Most people wouldn't concoct an idea for an action-comedy film out of boredom. But most folks aren't Eddie Murphy.
"I wanted to get out of the house and do some stuff," Murphy said at a press conference last month about coming up with the plot for Tower Heist. "I'd been sitting around the house too long."
Conceptualized by Murphy in 2005, the film follows condominium staff members as they seek justice — and revenge — from a Bernie Madoff-esque banker who milked members of the crew for their pensions.
Murphy couldn't have cast anyone better than himself in this film, since few actors do action comedy better than he does. In 1982 Murphy broke new ground with 48 Hours, in which he plays a former convict out to catch a cop killer. In the Beverly Hills Cop series, which began two years later, he plays a street-savvy cop looking to avenge the murder of his best friend. The series brought Murphy international fame, and he ascended the throne as the king of action comedies.
"There would be no Rush Hour series if it wasn't for Eddie," said Rush Hour and Tower Heist director Brett Ratner. "Not only was [Tower Heist] Eddie's idea, but in a lot of ways, he invented the genre."
In Tower Heist, Ben Stiller plays Josh Kovaks, the workaholic manager of a luxury condominium off of New York City's Central Park. Josh seeks payback after he discovers that he and his staff have been entangled in a Ponzi scheme orchestrated by his billionaire penthouse tenant. With only days to act before the Wall Street crook gets away with the crime, Josh assembles a crew to steal $20 million that he believes is hidden in the penthouse.
His accomplices include Slide, a petty crook played by Murphy; not-so-bright Charlie (Casey Affleck); fidgety and nervous Fitzhugh (Matthew Broderick); and down-for-whatever bellhop Enrique (Michael Peña). Gabourey Sidibe plays Odessa, a fiery, Jamaican-born maid who doubles as a seasoned lock picker.
While her Jamaican accent teeters between somewhat believable and what seems like purposely bad, Sidibe's performance showcases her versatility. Her role as Odessa, which seems a world away from her gritty debut role in Precious, was not much of a stretch for Sidibe, who sees a parallel between the two.
"I saw a lot of comedy in Precious, and I spend most of my money on comedies," Sidibe said.

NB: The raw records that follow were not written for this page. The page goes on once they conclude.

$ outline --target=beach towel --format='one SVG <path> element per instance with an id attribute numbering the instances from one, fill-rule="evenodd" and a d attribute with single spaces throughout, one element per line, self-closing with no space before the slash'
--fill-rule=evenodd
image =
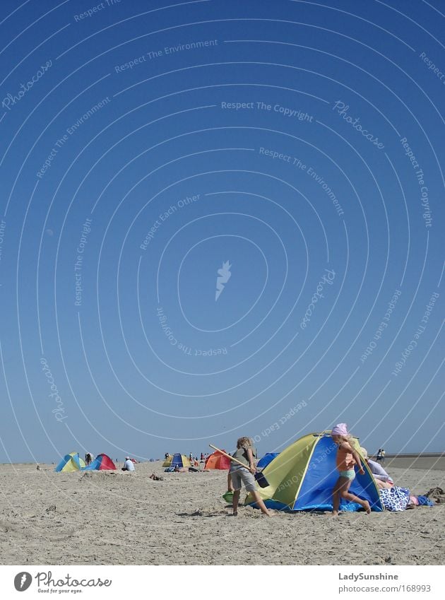
<path id="1" fill-rule="evenodd" d="M 379 493 L 386 510 L 392 512 L 405 510 L 410 501 L 410 490 L 406 488 L 394 486 L 389 490 L 379 490 Z"/>
<path id="2" fill-rule="evenodd" d="M 419 506 L 434 506 L 434 503 L 427 496 L 417 496 L 417 504 Z"/>

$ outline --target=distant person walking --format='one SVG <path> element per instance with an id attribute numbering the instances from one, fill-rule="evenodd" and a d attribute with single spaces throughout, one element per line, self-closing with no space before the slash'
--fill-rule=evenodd
<path id="1" fill-rule="evenodd" d="M 250 492 L 255 498 L 256 505 L 261 509 L 261 512 L 270 517 L 271 514 L 269 511 L 266 507 L 266 505 L 256 491 L 256 483 L 254 477 L 256 469 L 255 469 L 255 463 L 254 462 L 254 455 L 252 454 L 250 439 L 249 437 L 239 437 L 237 441 L 237 449 L 232 456 L 246 465 L 245 466 L 241 466 L 241 465 L 236 462 L 232 462 L 232 465 L 230 466 L 229 489 L 232 488 L 234 490 L 233 516 L 236 517 L 238 514 L 238 503 L 239 502 L 241 484 L 242 482 L 246 488 L 246 491 Z"/>
<path id="2" fill-rule="evenodd" d="M 125 457 L 125 462 L 122 471 L 134 471 L 134 464 L 129 457 Z"/>
<path id="3" fill-rule="evenodd" d="M 340 502 L 343 500 L 349 502 L 355 502 L 363 507 L 368 514 L 371 512 L 371 507 L 367 500 L 362 500 L 358 496 L 351 494 L 349 488 L 355 478 L 355 471 L 354 467 L 357 465 L 359 473 L 364 474 L 364 471 L 360 461 L 360 457 L 352 446 L 352 437 L 348 433 L 345 423 L 340 423 L 333 428 L 331 437 L 338 447 L 337 449 L 337 471 L 338 471 L 338 479 L 332 490 L 333 510 L 332 514 L 334 517 L 338 514 Z"/>

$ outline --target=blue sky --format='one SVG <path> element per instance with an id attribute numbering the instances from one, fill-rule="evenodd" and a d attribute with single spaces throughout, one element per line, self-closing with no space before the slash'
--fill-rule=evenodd
<path id="1" fill-rule="evenodd" d="M 443 450 L 444 18 L 2 2 L 0 461 Z"/>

A hilarious highlight of the film is an improvised scene in which Odessa flirts with Murphy's character. As Odessa schools him on the proper way to unlock a safe, she coyly asks him if he's married, soliciting a surprisingly intrigued response from Slide.
"I was really afraid of that scene where I had to flirt with him — up until when Brett [Ratner] says 'Action.' Then I kind of just, like, let it go and was like, 'Hmmm, let's see if I can bone Eddie Murphy,' " she told reporters at a recent press conference for the film.
As for a real-life romance between Sidibe and Murphy, it would be a dream come true for Sidibe, who jokingly admitted to a longtime crush on Murphy. "I don't know if you've seen him in The Golden Child, but he wore a lot of leather suits, and there's nothing sexier than a black man in a leather suit," Sidibe said.
With Occupy Wall Street protests cropping up across the globe and angry working-class citizens protesting the ugly habits of the rich, Tower Heist may be this year's best big-screen example of art mimicking life. There aren't many surprises in the plot, which sticks to a never-fails feel-good theme: poor folks beating conniving rich folks at their own game. It does deviate in that it infuses comedy into what is really a tragic exploitation of hardworking people, the inevitable result of having two mega-comedians, Murphy and Stiller, leading the cast.
It's unlikely, however, that Tower Heist will be as iconic as the Eddie Murphy action comedies before it. Perhaps, if Murphy's original idea for the film — bringing together an all-black superstar cast of comedians including Martin Lawrence, Dave Chappelle, Chris Tucker, Mike Epps and Katt Williams — had been realized, Tower Heist might have been the kind of gut-bustingly funny that we've come to love and expect from Murphy. But the film is fun, light and worth watching — and its rich-vs.-poor storyline is eerily appropriate for the times.